2. Soweit der Kläger meint, dass LSG sei mit seinem Verweis auf den Entlassungsbericht der M-Klinik vom 16.6.2017 seiner Amtsermittlungspflicht nicht nachgekommen, erfüllt sein Vorbringen nicht die notwendigen Darlegungsanforderungen einer Sachaufklärungsrüge (s hierzu allgemein Senatsbeschluss vom 21.12.2017 - B 9 SB 70/17 B - juris RdNr 3). Auf den Verfahrensmangel einer unterlassenen Sachaufklärung (§ 103 SGG) kann sich der Kläger schon deshalb nicht mit Erfolg berufen, weil er keinen vor dem LSG bis zuletzt aufrechterhaltenen prozessordnungsgemäßen Beweisantrag benannt hat, den das Berufungsgericht übergangen haben könnte (vgl § 160 Abs 2 Nr 3 Teilsatz 3 SGG).
3. Schließlich war der Senat im Rahmen des Nichtzulassungsbeschwerdeverfahrens nicht verpflichtet, den Prozessbevollmächtigten des Klägers entsprechend seiner Bitte in der Beschwerdebegründung um einen rechtlichen Hinweis, "soweit weitere Ausführungen als nötig erachtet werden", vorab auf die Unzulänglichkeit des Beschwerdevortrags aufmerksam zu machen. Hierauf ist der Prozessbevollmächtigte des Klägers vom Senat bereits mehrfach hingewiesen worden (vgl zB Senatsbeschluss vom 25.7.2019 - B 9 V 23/19 B - juris RdNr 9; Senatsbeschluss vom 29.5.2019 - B 9 V 15/19 B - juris RdNr 15).
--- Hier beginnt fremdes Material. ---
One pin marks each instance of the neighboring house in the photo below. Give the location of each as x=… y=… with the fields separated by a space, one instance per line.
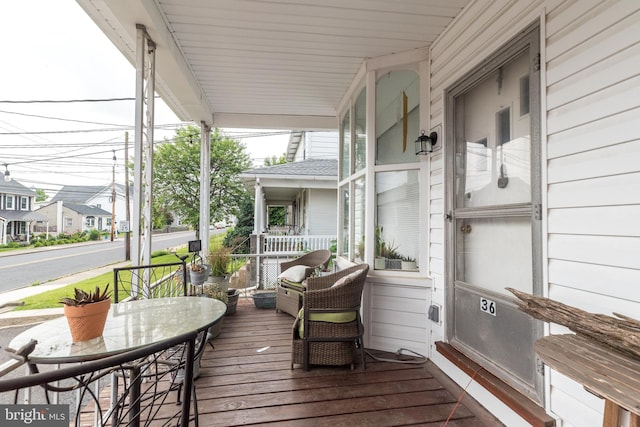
x=16 y=215
x=306 y=186
x=99 y=196
x=72 y=218
x=533 y=183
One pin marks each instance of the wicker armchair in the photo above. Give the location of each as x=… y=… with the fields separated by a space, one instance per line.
x=289 y=296
x=329 y=336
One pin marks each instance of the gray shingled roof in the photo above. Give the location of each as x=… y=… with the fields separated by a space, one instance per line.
x=77 y=193
x=87 y=210
x=309 y=167
x=14 y=187
x=11 y=215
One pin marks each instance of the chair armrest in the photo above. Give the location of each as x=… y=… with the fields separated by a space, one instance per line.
x=324 y=282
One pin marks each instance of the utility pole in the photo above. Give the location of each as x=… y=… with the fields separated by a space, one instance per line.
x=113 y=195
x=127 y=239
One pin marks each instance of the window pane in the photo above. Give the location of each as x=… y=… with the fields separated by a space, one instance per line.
x=397 y=117
x=360 y=113
x=397 y=203
x=345 y=142
x=344 y=200
x=358 y=220
x=494 y=159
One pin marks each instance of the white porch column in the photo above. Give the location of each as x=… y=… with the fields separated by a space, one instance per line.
x=3 y=230
x=143 y=148
x=257 y=210
x=205 y=186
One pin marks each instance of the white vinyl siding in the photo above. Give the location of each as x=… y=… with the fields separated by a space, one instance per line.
x=317 y=145
x=321 y=212
x=591 y=104
x=397 y=314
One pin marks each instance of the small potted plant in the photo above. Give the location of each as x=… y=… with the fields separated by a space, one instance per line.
x=198 y=271
x=86 y=313
x=408 y=263
x=219 y=260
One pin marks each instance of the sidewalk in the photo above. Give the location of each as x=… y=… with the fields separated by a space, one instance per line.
x=23 y=317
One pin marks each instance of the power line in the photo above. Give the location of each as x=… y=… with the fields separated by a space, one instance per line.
x=60 y=118
x=64 y=101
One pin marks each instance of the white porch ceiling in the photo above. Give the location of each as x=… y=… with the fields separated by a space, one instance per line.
x=283 y=64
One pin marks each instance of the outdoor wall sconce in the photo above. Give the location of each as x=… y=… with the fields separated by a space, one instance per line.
x=425 y=143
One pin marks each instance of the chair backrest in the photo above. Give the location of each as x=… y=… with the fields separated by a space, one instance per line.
x=341 y=290
x=313 y=260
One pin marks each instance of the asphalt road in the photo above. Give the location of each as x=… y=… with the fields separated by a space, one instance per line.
x=25 y=268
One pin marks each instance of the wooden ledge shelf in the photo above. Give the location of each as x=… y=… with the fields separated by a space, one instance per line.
x=606 y=373
x=519 y=403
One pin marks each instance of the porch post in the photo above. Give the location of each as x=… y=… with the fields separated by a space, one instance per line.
x=205 y=185
x=257 y=210
x=143 y=148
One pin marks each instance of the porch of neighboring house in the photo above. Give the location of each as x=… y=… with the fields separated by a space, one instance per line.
x=247 y=380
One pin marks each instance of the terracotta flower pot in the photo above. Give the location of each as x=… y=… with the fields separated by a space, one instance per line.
x=87 y=321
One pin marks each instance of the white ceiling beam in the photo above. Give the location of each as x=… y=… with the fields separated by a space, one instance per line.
x=267 y=121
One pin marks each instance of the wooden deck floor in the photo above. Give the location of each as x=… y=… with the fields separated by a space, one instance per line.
x=246 y=380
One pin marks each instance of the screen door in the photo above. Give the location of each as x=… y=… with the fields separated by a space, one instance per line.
x=494 y=215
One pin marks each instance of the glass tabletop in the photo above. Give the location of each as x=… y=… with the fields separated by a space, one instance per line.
x=130 y=325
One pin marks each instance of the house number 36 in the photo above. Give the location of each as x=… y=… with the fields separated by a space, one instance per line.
x=488 y=306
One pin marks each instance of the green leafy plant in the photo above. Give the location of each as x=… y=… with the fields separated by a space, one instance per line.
x=383 y=248
x=215 y=291
x=81 y=297
x=196 y=264
x=219 y=260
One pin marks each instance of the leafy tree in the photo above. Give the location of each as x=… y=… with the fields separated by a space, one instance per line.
x=238 y=237
x=273 y=160
x=276 y=215
x=176 y=177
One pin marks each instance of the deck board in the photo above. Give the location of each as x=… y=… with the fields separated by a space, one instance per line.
x=239 y=385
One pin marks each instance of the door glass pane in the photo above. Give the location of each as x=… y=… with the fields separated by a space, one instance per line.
x=344 y=200
x=494 y=161
x=360 y=117
x=397 y=117
x=345 y=142
x=397 y=217
x=494 y=253
x=358 y=219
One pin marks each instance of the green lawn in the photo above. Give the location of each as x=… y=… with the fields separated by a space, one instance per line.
x=50 y=299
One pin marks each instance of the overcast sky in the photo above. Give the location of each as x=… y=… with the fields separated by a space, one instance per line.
x=51 y=50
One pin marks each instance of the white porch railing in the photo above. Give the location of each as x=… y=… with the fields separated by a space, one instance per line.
x=274 y=244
Von einer weiteren Begründung sieht der Senat ab (§ 160a Abs 4 Satz 2 Halbsatz 2 SGG).
4. Die Verwerfung der danach nicht formgerecht begründeten und somit unzulässigen Beschwerde erfolgt gemäß § 160a Abs 4 Satz 1 Halbsatz 2 iVm § 169 Satz 2 und 3 SGG durch Beschluss ohne Zuziehung der ehrenamtlichen Richter.
5. Die Kostenentscheidung beruht auf der entsprechenden Anwendung des § 193 SGG.